Bei den zulässigen Claims wird gemäß der Verordnung in Zukunft unterschieden zwischen:
- ernährungsbezogenen (besondere Eigenschaften bzgl. der Kalorien, bestimmte Nahrungsbestandteile),
- gesundheitsbezogenen und
- solchen mit Bezug auf die Entwicklung und Gesundheit von Kindern oder zur Reduktion eines Krankheitsrisikos.
Hinsichtlich der Anwendbarkeit auf Nahrungsergänzungsmittel sorgen die beiden letztgenannten Punkte für den meisten Konfliktstoff.
Input aus den Mitgliedstaaten
Die Liste der allgemeinen gesundheitsbezogenen Angaben wird derzeit zusammengestellt, ein Mammutprojekt, denn die Claims-Verordung bringt durch den Übergang vom Erlaubnis- zum Verbotsprinzip einen entscheidenden Systemwechsel mit sich.
Bis Mitte 2007 sollte zunächst die Wirtschaft ihre Vorschlagslisten für die Claims einreichen, bis Januar 2008 die zuständigen Institutionen in den jeweiligen Mitgliedstaaten, in Deutschland das Bundesamt für Verbraucherschutz und Lebensmittelsicherheit (BVL). Die Listen der einzelnen Mitgliedstaaten werden in der Gemeinschaftsliste aufgehen, die nach Anhörung der Europäischen Behörde für Lebensmittelsicherheit (EFSA) von der Kommission drei Jahre nach dem Inkrafttreten der Verordnung verabschiedet werden soll.

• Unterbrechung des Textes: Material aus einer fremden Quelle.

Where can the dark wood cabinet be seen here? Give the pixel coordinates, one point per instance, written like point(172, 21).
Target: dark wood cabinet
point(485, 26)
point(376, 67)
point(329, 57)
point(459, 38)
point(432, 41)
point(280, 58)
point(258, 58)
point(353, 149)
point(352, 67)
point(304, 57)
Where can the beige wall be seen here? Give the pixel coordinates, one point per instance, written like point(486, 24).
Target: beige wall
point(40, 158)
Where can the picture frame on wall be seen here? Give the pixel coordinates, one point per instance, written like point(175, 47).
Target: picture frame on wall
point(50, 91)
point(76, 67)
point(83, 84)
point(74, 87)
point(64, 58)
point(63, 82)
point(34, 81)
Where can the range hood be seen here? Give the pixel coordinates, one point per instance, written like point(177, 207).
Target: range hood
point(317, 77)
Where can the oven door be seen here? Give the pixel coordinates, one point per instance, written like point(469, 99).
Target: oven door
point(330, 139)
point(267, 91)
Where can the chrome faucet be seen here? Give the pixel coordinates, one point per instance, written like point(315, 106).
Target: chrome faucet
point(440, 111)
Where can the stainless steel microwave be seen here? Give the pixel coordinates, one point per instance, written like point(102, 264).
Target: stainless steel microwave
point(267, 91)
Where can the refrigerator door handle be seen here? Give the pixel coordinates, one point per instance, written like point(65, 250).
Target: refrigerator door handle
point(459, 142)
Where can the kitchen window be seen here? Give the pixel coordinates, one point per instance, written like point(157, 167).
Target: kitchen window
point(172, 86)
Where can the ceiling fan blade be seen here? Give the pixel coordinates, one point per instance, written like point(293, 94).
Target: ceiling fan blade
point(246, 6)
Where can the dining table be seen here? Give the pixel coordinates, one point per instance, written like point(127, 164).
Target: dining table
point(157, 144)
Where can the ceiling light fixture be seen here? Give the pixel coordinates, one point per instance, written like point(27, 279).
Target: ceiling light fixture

Durch die Konsultation mit den einzelnen Mitgliedstaaten in diesem mehrstufigen Verfahren soll sichergestellt werden, dass die derzeit im Binnenmarkt als rechtmäßig verwendbar eingestuften Angaben zur ernährungs-oder gesundheitsbezogenen Bedeutung eines Nährstoffs oder einer anderen Substanz im Sinne des Bestandsschutzes in der Gemeinschaftsliste berücksichtigt werden. Wie auch immer die Entscheidung im Einzelfall ausgehen wird, im Moment ausgelobte gesundheitsbezogene Angaben auf Handelsprodukten dürfen so lange bestehen bleiben, bis die offizielle Liste für die erlaubten Claims angenommen ist, das heißt bis zum 31. Januar 2010.
Die Spreu vom Weizen trennen
Bis dahin ist es jedoch nach Loosens Bekunden noch weit hin. Der BLL hat seinerseits rund 850 Claims zusammengetragen, davon 400 für Pflanzenstoffe. Anhand von Beispielen machte er deutlich, dass diese zum Teil nicht weit von den traditionellen Indikationen für Phytopharmaka entfernt sind oder sogar noch über diese hinausgehen. Das BVL hatte Ende Oktober ca. 8500 Claims vorliegen (inklusive Doppelmeldungen durch Einzelfirmen und über die Verbände), die nun vor der Weitergabe erst noch durch das Bundesinstitut für Risikobewertung (BfR) auf Stichhaltigkeit geprüft werden müssen. Streichungen in der Liste soll es hiernach nicht geben, wohl aber Bewertungen als "positiv, negativ oder unklar", denn die abschließende Entscheidung obliegt schließlich der EFSA beziehungsweise der Europäischen Kommission. Bei der europäischen Lebensmittelbehörde scheinen zumindest Grundfragen schon gelöst. So soll es nach Loosen keine fertigen, verbindlichen, sondern nur Beispiel-Formulierungen geben. Allerdings bestehen seiner Einschätzung nach in der EFSA diametral entgegengesetzte Auffassungen, ob der Ansatz bei den gesundheitsbezogenen Angaben im Lebensmittelbereich wegen der erheblich größeren Verzehrsmengen strenger sein sollte, oder moderater als etwa im Arzneimittelbereich.
Sein Verband bewertet den Regelungsansatz der Claims-Verordnung per se als zu restriktiv.